I’m German, and it’s true, in grade school here in Ontario the kissing girls never invited me to their parties. I was no hawk in these matters. I wore lederhosen. I was a Bundesligaer in a game played by French and Italians. In the kissing survey, the French and Italians were best. And the Italians, champions.
This is interesting because we all know of the French kiss. Ever hear of Italian fries? No. Italian toast? No. So now Italians can out-kiss the French? Then again, this kissing survey was done in (surprise) Florence, Italy. That’s like asking an Italian if Maldini, (a popular Italian footballer), is better than Platini, (who’s French born).
This is why we should now open things up and have a proper kiss-off.
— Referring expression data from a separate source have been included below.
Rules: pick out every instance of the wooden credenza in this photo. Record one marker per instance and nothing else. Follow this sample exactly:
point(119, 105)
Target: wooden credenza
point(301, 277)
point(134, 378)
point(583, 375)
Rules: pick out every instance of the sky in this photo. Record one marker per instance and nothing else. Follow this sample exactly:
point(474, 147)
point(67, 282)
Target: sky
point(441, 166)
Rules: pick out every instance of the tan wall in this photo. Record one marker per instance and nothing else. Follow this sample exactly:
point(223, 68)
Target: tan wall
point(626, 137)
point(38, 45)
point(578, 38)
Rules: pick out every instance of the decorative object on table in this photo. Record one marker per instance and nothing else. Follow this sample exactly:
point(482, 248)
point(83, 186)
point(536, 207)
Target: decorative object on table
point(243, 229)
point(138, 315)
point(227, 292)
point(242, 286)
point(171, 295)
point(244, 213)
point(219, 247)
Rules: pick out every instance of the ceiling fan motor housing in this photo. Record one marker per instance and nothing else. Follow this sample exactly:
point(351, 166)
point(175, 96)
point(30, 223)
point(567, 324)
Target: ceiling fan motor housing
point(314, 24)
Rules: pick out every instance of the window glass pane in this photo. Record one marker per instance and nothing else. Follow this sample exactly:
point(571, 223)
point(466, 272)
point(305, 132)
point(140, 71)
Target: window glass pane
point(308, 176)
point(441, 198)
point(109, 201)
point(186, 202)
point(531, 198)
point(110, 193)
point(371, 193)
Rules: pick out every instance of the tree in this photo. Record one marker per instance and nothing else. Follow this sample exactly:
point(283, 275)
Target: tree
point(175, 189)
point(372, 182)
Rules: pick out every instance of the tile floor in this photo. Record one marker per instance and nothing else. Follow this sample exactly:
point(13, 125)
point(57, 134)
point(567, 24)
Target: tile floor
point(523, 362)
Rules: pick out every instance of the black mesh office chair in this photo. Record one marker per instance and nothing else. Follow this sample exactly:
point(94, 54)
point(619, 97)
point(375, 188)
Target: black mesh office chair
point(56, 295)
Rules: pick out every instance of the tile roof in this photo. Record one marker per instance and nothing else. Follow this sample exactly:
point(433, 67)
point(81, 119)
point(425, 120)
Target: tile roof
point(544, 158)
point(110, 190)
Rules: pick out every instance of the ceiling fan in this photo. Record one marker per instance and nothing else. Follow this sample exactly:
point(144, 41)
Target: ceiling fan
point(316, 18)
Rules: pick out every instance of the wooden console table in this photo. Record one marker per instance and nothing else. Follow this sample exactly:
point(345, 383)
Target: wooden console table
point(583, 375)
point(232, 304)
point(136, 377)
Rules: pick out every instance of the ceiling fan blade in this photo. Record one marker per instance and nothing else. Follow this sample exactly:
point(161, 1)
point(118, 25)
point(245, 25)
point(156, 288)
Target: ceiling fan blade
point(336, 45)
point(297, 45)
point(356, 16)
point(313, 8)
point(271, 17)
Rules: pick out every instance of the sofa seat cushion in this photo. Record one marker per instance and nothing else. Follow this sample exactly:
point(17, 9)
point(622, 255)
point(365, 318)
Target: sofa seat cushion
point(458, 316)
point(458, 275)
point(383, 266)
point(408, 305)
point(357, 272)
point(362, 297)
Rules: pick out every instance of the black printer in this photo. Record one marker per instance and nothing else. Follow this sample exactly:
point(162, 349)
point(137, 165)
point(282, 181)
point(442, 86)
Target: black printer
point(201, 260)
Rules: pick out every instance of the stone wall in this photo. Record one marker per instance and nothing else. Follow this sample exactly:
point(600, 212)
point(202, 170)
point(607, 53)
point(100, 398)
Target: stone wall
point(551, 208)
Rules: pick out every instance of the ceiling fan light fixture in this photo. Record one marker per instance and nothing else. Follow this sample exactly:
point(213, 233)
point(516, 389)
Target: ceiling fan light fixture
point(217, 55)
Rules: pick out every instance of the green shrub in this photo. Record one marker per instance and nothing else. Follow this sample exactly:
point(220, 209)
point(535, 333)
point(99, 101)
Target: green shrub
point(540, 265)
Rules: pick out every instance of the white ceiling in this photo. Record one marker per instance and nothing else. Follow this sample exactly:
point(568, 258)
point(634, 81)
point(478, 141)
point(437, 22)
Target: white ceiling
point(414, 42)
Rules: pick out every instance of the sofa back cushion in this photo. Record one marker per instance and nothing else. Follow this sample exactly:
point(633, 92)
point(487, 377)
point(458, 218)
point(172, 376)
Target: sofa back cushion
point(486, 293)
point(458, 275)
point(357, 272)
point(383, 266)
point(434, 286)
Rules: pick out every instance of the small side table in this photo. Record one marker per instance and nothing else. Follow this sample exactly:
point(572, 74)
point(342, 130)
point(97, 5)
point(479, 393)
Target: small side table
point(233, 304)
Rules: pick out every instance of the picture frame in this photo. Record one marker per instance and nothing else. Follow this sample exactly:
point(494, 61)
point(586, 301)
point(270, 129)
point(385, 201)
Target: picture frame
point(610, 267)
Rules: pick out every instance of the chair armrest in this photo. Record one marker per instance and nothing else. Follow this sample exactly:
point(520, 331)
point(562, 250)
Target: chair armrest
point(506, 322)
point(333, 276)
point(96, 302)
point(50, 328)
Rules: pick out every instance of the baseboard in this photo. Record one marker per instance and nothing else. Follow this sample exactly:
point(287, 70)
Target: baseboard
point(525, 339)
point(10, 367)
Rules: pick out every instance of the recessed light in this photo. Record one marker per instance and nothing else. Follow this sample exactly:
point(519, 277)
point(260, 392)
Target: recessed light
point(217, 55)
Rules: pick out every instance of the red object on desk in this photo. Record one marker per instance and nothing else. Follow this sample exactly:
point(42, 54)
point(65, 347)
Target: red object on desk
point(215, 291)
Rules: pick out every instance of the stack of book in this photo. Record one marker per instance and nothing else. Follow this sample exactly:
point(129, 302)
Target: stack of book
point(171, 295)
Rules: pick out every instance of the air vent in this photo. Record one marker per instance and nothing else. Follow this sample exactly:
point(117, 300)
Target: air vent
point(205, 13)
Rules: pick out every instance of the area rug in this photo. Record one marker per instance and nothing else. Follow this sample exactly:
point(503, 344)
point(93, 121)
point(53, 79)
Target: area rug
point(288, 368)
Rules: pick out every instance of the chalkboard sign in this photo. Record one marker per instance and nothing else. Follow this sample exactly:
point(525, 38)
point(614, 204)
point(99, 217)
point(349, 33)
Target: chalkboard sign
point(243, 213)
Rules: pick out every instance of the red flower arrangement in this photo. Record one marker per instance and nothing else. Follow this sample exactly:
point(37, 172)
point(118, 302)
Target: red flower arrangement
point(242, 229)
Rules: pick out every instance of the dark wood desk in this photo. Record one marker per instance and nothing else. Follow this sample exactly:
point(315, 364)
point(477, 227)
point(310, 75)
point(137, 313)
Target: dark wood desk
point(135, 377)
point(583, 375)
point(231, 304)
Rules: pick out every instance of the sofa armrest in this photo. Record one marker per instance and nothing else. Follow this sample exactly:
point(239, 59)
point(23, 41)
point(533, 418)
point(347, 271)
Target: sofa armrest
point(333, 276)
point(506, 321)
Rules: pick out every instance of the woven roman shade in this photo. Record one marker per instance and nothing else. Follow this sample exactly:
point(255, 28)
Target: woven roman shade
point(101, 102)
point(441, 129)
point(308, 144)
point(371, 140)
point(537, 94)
A world kiss-off. Call it the World Cup of Kissing. Invite the Africans. The Asians. Invite kissers from the Arctic. From everywhere. Then, people, we’ll have an interesting survey. And a fair one. I mean, visit, say, Brazil and everyone will talk about Pelé. It’s true. Everyone has their players. Even Canadians.
I suggest starting with local kiss-offs, then regional and provincial and so forth. For example Hollywood bombshell Rachel McAdams, known for lavishly kissing Ryan Gosling on MTV, grew up in St. Thomas. My bride, as it happens, is a native of St. Thomas. My bride (who’d be kissing me) would easily win this kiss-off, so she and I would move on, eventually, I suspect, to the larger world stadium events. ESPN and SEC and TSN would be there.
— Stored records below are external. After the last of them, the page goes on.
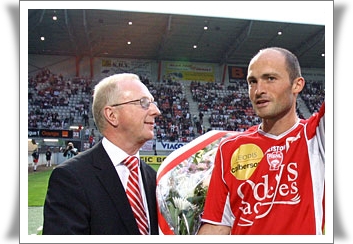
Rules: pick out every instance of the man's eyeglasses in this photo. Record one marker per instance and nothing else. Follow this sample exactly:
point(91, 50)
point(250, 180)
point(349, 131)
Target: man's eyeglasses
point(144, 102)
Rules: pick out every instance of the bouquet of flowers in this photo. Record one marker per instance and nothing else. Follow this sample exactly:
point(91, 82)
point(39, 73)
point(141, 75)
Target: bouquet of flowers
point(182, 184)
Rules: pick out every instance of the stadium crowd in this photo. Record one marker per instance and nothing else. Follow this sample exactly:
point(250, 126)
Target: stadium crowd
point(57, 102)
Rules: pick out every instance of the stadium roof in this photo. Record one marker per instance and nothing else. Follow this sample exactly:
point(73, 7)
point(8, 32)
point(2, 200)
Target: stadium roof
point(169, 37)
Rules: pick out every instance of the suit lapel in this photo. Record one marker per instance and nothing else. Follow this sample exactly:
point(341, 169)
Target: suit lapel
point(111, 182)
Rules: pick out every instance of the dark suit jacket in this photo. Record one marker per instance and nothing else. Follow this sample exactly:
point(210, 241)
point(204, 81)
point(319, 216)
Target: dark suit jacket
point(85, 196)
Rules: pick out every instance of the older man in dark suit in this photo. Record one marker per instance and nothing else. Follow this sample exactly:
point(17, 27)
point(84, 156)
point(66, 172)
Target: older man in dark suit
point(88, 194)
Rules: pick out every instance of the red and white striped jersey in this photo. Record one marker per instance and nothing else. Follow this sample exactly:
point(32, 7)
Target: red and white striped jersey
point(266, 184)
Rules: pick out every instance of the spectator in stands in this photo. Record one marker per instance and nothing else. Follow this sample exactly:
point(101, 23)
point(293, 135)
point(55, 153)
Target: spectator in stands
point(70, 150)
point(35, 156)
point(270, 179)
point(48, 157)
point(86, 194)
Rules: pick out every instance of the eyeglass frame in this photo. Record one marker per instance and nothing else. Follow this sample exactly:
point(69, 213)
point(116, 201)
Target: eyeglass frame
point(142, 100)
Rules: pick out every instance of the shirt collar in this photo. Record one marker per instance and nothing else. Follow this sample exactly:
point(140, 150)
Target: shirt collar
point(116, 154)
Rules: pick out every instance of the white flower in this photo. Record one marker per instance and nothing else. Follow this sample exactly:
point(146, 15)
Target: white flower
point(183, 204)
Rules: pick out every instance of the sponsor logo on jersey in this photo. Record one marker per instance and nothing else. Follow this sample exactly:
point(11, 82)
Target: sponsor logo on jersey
point(245, 160)
point(277, 187)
Speaking of Brazil, I was walking around there one day, a few hours north of Rio, when I passed a mural of the so-called Kiss of the Century. You know, the American sailor and the woman in a white dress in New York’s Times Square, kissing after the sailor learned the Second World War had finally ended.
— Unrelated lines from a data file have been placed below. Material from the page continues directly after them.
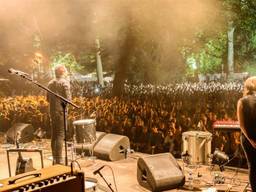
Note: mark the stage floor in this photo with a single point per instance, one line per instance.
(125, 171)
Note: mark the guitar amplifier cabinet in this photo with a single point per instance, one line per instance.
(51, 179)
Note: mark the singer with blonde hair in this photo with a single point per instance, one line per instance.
(246, 114)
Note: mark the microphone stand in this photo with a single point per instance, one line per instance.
(108, 184)
(64, 103)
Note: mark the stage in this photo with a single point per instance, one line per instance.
(125, 171)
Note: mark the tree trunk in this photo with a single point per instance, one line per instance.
(99, 64)
(231, 48)
(122, 65)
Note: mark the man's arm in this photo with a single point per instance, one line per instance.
(67, 91)
(240, 118)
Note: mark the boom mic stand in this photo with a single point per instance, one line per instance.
(64, 103)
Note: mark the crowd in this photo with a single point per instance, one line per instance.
(153, 117)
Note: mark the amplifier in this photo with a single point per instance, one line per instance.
(54, 178)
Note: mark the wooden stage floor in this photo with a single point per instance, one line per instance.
(125, 171)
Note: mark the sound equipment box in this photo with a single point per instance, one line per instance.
(159, 172)
(87, 147)
(54, 178)
(25, 132)
(112, 147)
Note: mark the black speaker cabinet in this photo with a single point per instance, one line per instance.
(87, 147)
(112, 147)
(22, 130)
(159, 172)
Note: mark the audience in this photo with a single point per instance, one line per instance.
(153, 117)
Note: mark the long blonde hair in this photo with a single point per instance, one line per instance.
(250, 86)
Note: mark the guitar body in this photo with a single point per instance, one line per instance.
(24, 165)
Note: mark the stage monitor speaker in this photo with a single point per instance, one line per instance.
(159, 172)
(25, 132)
(85, 148)
(112, 147)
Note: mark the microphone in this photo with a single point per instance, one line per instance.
(98, 170)
(17, 72)
(125, 151)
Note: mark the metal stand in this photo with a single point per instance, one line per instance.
(23, 150)
(108, 184)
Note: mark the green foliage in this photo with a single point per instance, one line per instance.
(88, 61)
(67, 59)
(209, 58)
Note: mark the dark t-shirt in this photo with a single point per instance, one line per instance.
(249, 114)
(60, 86)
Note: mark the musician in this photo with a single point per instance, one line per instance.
(61, 86)
(246, 114)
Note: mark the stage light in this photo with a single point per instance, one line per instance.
(219, 158)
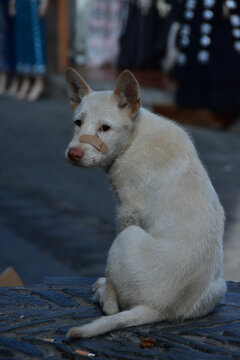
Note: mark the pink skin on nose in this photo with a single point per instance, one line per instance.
(75, 154)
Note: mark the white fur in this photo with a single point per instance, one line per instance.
(166, 262)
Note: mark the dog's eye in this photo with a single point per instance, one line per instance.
(104, 128)
(78, 122)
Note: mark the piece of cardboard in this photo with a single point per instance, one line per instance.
(10, 278)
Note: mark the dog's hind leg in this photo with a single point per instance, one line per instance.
(106, 296)
(138, 315)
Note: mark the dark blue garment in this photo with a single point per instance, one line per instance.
(6, 38)
(29, 38)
The woman, Greta Zimmer Friedman, had little choice in the matter when George Mendonsa spontaneously grabbed and kissed her. In 2023, sailor George might be charged with assault. Even so, even in anxious times, murals in foreign lands show people still don’t mind celebrating an honest kiss.
The only other thing to say is that today is my wedding anniversary. That’s right, it’s been 22 years. So my bride and I will celebrate with, you know, kissing and things. But here’s a fun fact. Unwittingly, we wed 20 years to the day after Charles and Di, on July 29, the day those two royals stood on their palace balcony to show the world their kiss royale. Then their marriage exploded like a supernova.
Just saying. It’s good to enjoy summer kisses, even as it’s good to enjoy summer anniversaries. But good relationships need more than a good kiss.